It’s been a good few months since I posted an update of how I am and what has been happening. So I thought while I’ve got a bit of energy, and some quiet time I would do a bit of an update.
A lot has happened in the last four months or so since I last properly blogged. In that time my health has been rather up and down, and the summer heat here in England was quite a challenge to cope with given the heat intolerance that I suffer from thanks to M.E.
I got my wheelchair from wheelchair services in mid July, and have started writing a post about my experience with wheelchair services which should be ready to be posted very soon. Although not perfect by any stretch of the imagination, the wheelchair provided supports my body a lot better than any previous wheelchair I’ve had. There have been a few niggles but these can be lived with and are much better than being trapped in the house; which without a wheelchair I would be.
I managed to have an afternoon out at the coast during the summer too, it was lovely to be out in my new wheelchair giving it a proper test run. And for once we made it to the coast when the weather was actually nice; although to be fair there wasn’t a lot of bad weather to be had over the summer this year!
The heat though was especially difficult to cope with, and some days it was just too hot for me to be outside, even in the shade. And so I spent many days inside doing my best to stay cool in front of the Dyson fan. Possibly the best thing I’ve bought this year as it has been an absolute god send during the hot weather, where previously the entire family would have to do without a fan because the movement of a standard fan makes me feel sick and dizzy, and the noise of a tower fan is too loud.

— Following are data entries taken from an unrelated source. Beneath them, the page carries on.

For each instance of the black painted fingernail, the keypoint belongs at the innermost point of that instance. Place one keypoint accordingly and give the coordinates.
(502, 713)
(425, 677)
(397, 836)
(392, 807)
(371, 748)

Thankfully the weather cooled down a little in August when I had to travel to London by train to Kings College Hospital. Again there is a post in the making with details about travelling by train using a wheelchair. This was the most frustrating and disappointing day I’ve had in the past four months, as having travelled all that way, with a few difficulties during our travels, I arrived to find my appointment had been cancelled because it was with the wrong doctor! They had sent a letter out to inform me of the cancellation and my new appointment date the week before (which actually arrived at home while I was being told this at the hospital!). So now I have an appointment booked for the end of May next year; that’s the earliest one available with the specialist clinic I need to see apparently. The only good thing to come from the London trip, other than the obligatory McDonalds (family tradition from previous London hospital trips!) and the experience we gained in managing a wheelchair on trains, was that I got the details required to request transport for the appointment in May. So hopefully there will be no more train drama, and the trip will be a little bit easier on my body, as I struggled with the crowds, the noise of the underground particularly, and the stress of finding the right trains when we had to make all the changes required to get there!
September saw an appointment with the Occupational Therapist at the CFS Clinic. Now this was an appointment I was dreading, after my experience with the consultant there back in May. However it went a lot better than expected, and I’ve been managing the very gentle stretches she has given me to do each day. I have another appointment in the coming week, so we will see how things progress. I’m still a little on the wary side but at the first sign of things worsening I will stop.
At the moment life isn’t proving to be particularly easy. The waves of fatigue hit earlier in the day than I’d like, and the pain some days is ridiculous. I am however coping, and managing to do a few bits and bobs like blog, knit and even read a bit of a book as long as I’m careful with how much time I spend on each one.
There’ll be more from me soon, all being well.